“Nesnelerin İnterneti” son yıllarda oldukça popüler bir kavram.
Peki ama ne ola bu “Nesnelerin İnterneti”? Gelin hemen lafı uzatmadan bu kavramı inceleyelim.
Nesnelerin İnterneti Nedir?
Nesnelerin İnterneti (Internet of Things, IoT) aslında çok yeni bir kavram değil. Teknoloji şirketleri on yıllardır bu kavram üzerine tartışıyorlar. Nesnelerin İnterneti tabiri 1990’ların sonunda girişimci Kevin Ashton tarafından bulundu. Ashton aynı zamanda MIT’de çalışan bir bilgisayar bilimcisi ve bu kavram üzerine yıllardır kafa yoran bir isim. 1999’da ortaya atılan bu ifade o günden beri pek çok teknoloji insanının gündeminde yer alıyor.
Nesnelerin İnterneti temel olarak şöyle bir anlam taşıyor: Sadece cep telefonu ya da bilgisayar değil; artık buzdolabı, aydınlatma sistemleri, çamaşır makineleri gibi cihazlar da internet aracılığı ile birbirine bağlı olacak ve bu cihazlar kullanıcısına bilgi verebilecek.
Yani akıllı telefonunuz sayesinde hayatınızın pek çok alanını kontrol edebileceksiniz. Siz eve gelmeden yarım saat önce kombiniz evinizi ısıtacak, duşa girdiğiniz anda kahve suyunuz ısınmaya başlayacak, otoparklarda boş yere dönüp durmaktan kurtalacaksınız, zira aracınız kendi kendine boş park alanı tespit edebilecek.
Buzdolabınızın Yemek Tarifi Önermesini İster Misiniz?

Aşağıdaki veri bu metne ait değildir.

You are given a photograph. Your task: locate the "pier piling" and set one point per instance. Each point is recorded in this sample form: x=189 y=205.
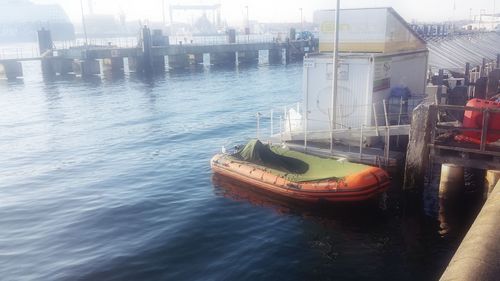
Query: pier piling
x=248 y=57
x=417 y=155
x=275 y=56
x=10 y=69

Örneğin muhafaza ettiği gıdalarla yapılabilecek yemek tarifleri veren ya da süt miktarı azalınca siz işten çıkıp eve dönerken “Süt azaldı. Marketten süt almalısın” diye mesaj gönderen bir buzdolabı düşünün…

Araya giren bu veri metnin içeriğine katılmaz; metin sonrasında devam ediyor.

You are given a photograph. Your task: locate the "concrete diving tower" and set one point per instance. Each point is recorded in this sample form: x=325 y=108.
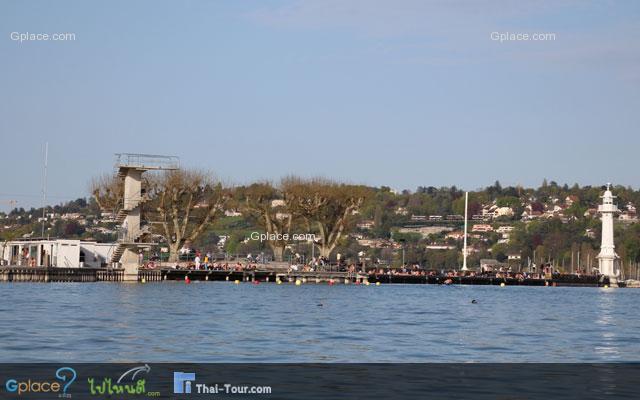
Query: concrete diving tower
x=130 y=168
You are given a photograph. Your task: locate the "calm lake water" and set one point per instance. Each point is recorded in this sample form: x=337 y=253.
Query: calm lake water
x=223 y=322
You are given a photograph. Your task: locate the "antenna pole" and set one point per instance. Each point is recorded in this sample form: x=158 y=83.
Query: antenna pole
x=466 y=217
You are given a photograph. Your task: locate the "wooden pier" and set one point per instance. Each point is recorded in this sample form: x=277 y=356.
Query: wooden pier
x=52 y=274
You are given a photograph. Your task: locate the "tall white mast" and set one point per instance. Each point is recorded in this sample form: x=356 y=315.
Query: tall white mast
x=466 y=217
x=44 y=185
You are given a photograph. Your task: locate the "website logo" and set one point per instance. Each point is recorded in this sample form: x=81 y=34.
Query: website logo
x=182 y=382
x=66 y=375
x=129 y=383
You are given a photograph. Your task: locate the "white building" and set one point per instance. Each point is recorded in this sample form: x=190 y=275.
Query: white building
x=56 y=253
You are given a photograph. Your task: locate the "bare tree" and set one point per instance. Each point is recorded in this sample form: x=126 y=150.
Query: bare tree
x=182 y=205
x=327 y=205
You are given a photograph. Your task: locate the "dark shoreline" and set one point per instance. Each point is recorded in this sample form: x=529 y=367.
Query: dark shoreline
x=44 y=274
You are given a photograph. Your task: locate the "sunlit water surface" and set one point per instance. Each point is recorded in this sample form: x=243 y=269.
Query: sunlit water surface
x=223 y=322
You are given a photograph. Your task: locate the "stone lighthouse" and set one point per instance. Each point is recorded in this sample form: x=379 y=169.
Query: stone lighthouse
x=607 y=257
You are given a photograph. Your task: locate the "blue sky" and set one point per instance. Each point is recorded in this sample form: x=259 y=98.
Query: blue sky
x=398 y=93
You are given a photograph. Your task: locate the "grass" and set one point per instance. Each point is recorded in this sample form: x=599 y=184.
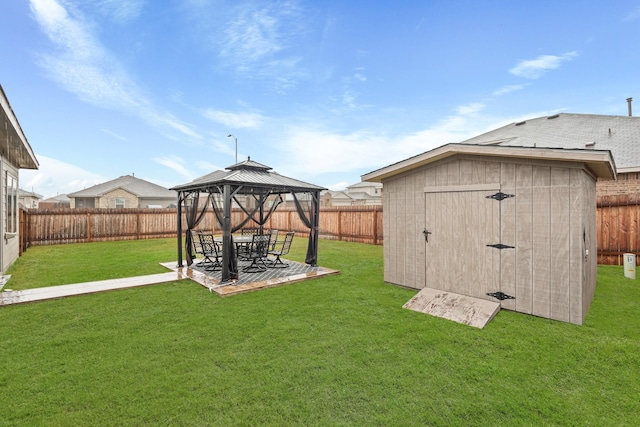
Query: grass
x=334 y=351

Tatile giderken banyonun musluğunu kapatıp kapatmadığınızı bir hayal edin. O tatil burnunuzdan gelir. Ancak akıllı telefonunuzdaki bir uygulama sayesinde evinizin su şebekesine ulaşıp su sayacını kapattığınızı da bir hayal edin…

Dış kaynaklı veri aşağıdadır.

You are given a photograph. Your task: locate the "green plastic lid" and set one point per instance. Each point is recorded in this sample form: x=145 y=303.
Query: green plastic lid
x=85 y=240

Yani sade ifadeyle farklı cihazların birbiriyle iletişim kurabildiği, pek çok cihazın alıştığımız işlevlerinin yanında yeni özelliklere sahip olduğu bir Big Data (Büyük Veri) çağının yeni paradigmasıdır Nesnelerin İnterneti. Daha fazla bağlantı, daha fazla veri, daha fazla konfor ve kontrol demektir.
Nesnelerin İnterneti Hayatımıza Ne Katacak?
Nesnelerin İnterneti tüketiciler, yani sıradan vatandaşlar için faydalı olmasının yanında yepyeni iş modelleri de yaratma potansiyeline sahip. Pek çok sektörd e verimliliği artıracağı düşüncesiyle bu yeni teknolojinin emekleme günlerini anlatıp biraz daha serpilmesini bekliyor. Gelin bu yeni teknolojinin potansiyel nimetlerine göz atalım şimdi.
Daha Sağlıklı Olacağız⌚️
Esasında daha sağlıklı olmayacağız. Kişi sağlığına dikkat etmediği müddetçe hiçbir teknoloji bunun aksini başaramaz. Ancak sağlık sektöründe iyi gelişmeler olacak. Örneğin pek çok insan giyilebilir teknolojilere uyum sağlamayı başarmış durumda. Bu tür cihazlar kişinin kişinin sağlığını, uyku durumunu takip edebiliyor ve kişiye direkt uyarılarda bulunabilir.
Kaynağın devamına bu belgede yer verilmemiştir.